RESEARCH/

Urban air in crisis: Changing human-air relations and technological mediation

This project draws on the spatialities, mobilities and materialities of urban air to examine the transforming relationships between air, humans, technologies, plants and particles from a transdisciplinary perspective.

(Un-)Breathable cities
Air and its (harmful) particles are highly mobile, they flow through urban space and human bodies. For urban areas in particular, air pollution has become a serious threat, which is addressed not only by scholars and politicians, but also by civil society organisations, highest courts and (bio)tech companies. From viewpoints of environmental and spatial (in)justice, healthy air is increasingly unequally distributed on various scales, while at the same time new devices to monitor air quality and to purify the air are developed. Engaging with these recent, intertwined processes offers a vantage point from which to grasp the growing socio-political extent of the urban air pollution crisis.
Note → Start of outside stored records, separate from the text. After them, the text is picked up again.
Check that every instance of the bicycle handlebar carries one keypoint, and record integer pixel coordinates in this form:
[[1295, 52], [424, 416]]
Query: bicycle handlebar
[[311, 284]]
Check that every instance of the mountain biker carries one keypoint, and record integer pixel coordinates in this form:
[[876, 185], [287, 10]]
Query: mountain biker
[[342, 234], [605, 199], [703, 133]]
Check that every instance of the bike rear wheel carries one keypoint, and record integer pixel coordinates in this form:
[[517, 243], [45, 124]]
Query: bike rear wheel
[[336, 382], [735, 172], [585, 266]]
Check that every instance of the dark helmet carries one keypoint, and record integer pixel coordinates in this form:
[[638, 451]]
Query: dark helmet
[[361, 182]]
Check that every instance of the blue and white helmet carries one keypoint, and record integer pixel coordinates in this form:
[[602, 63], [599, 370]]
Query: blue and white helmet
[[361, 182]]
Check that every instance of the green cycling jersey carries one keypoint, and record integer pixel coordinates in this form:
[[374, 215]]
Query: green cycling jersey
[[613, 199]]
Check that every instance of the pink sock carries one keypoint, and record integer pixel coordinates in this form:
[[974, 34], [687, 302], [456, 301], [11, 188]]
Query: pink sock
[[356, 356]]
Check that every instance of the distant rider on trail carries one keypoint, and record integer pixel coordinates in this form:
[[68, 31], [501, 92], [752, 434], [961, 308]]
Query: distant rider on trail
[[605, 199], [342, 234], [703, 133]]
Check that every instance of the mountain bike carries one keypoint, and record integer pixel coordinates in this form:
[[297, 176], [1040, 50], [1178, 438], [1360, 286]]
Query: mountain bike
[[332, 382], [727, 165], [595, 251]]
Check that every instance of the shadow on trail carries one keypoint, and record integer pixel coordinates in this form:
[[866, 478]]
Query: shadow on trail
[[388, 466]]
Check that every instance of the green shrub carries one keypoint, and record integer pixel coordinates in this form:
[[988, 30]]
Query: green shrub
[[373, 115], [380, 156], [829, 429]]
Techno-natural breathability
Since air pollution turned into a vital topic in the media, on urban agendas and in weather apps, people in cities like Paris and Delhi have started to adapt their behaviour to levels of particulate matter and nitrogen dioxide in the air. In addition, technological innovations promise to do their bit to mitigate the air crisis. In this research project, I focus on mobile air quality sensors and ambient air purifiers, which utilise plants’ filtering abilities. In this regard, nature has received an increasing and commodified role in urban environments in two means: clean air becomes an exclusive commodity, and plants serve as purifiers in biotechnological arrangements. I follow particles, technologies and discourses, use and experience sensors, purifiers and apps, explore spaces and talk with people to investigate the political dimensions of air, air quality and air technologies. Against this backdrop, I trace the renegotiation between people, technologies and nature to discuss matters of (more than human) breathability in urban contexts.